Technology companies, banks and industrial stocks accounted for much of the broad sell-off. Utilities stocks rose. Smaller-company stocks fell more than the rest of the market.

The bond market signaled its concerns as the gap between twoyear and 10-year Treasurys reached its narrowest difference since 2007. The 10-year yield is still higher, but not by much.

When yields for long-term bonds drop lower than yields for shortterm bonds, it’s what economists call an “inverted yield curve.” It indicates that investors are forecastin­g a weaker economy and inflation in coming years. An inverted yield curve has also preceded each recession of the last 60 years, though sometimes by more than a year.

The S&P 500 index slid 90.31 points, or 3.2 percent, to 2,700.06. The Dow plunged 799.36 points, or 3.1 percent, to 25,027.07, more than erasing its 488-point gain over the previous two trading days. It was down as much as 818 points earlier.

The technology-heavy Nasdaq composite lost 283.09 points, or 3.8 percent, to 7,158.43.
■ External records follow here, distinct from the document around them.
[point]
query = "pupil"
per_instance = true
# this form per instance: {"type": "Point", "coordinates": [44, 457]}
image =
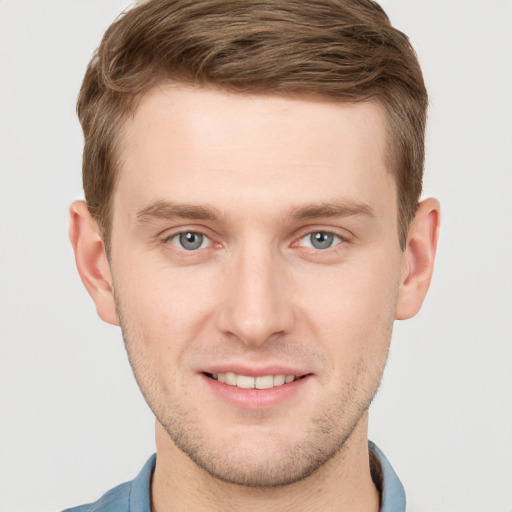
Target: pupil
{"type": "Point", "coordinates": [321, 240]}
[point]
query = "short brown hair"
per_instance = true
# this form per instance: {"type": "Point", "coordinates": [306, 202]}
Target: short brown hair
{"type": "Point", "coordinates": [345, 50]}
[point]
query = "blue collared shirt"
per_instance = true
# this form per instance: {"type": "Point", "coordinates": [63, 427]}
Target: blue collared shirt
{"type": "Point", "coordinates": [134, 496]}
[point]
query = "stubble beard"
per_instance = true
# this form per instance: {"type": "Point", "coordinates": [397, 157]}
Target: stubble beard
{"type": "Point", "coordinates": [330, 430]}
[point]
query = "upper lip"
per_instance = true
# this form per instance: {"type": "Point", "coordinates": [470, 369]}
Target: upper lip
{"type": "Point", "coordinates": [255, 371]}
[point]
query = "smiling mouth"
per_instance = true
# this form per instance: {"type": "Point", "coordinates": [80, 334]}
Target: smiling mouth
{"type": "Point", "coordinates": [247, 382]}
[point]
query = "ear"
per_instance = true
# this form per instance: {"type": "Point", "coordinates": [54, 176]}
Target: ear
{"type": "Point", "coordinates": [418, 259]}
{"type": "Point", "coordinates": [91, 260]}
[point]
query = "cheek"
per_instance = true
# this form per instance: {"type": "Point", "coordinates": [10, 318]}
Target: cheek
{"type": "Point", "coordinates": [164, 306]}
{"type": "Point", "coordinates": [351, 306]}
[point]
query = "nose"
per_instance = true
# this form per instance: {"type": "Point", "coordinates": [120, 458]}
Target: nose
{"type": "Point", "coordinates": [258, 306]}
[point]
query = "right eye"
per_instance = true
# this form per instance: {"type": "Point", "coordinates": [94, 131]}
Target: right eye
{"type": "Point", "coordinates": [190, 240]}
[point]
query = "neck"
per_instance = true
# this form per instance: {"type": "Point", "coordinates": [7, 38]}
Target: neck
{"type": "Point", "coordinates": [342, 484]}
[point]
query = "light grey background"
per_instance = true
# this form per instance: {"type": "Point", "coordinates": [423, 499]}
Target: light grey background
{"type": "Point", "coordinates": [72, 421]}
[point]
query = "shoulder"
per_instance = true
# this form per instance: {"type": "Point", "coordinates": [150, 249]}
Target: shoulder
{"type": "Point", "coordinates": [115, 500]}
{"type": "Point", "coordinates": [131, 496]}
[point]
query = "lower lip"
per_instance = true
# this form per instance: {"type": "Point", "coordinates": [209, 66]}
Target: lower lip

Small-company stocks, which investors see as more risky than large multinatio­nals, fell more than the rest of the market. The Russell 2000 index gave up 68.21 points, or 4.4 percent, to 1,480.75.

The sell-off came ahead of Wednesday’s closure of U.S. stock and bond markets in observance of a national day of mourning for former President George H.W. Bush.

The stunning turn in the markets followed a strong rally on Monday fueled by optimism over the news that President Donald Trump and his Chinese counterpar­t Xi Jinping had agreed at the G-20 summit over the weekend to a temporary, 90-day stand-down in the two nations’ escalating trade dispute. That optimism quickly faded as skepticism grew that Beijing will yield to U.S. demands anytime soon.

Oil prices rose. OPEC members are expected to agree at a Thursday meeting to cut output in 2019. Benchmark U.S. crude gained 0.6 percent to settle at $53.25 per barrel in New York. Brent crude, the internatio­nal standard, added 0.6 percent to close at $62.08 per barrel in London.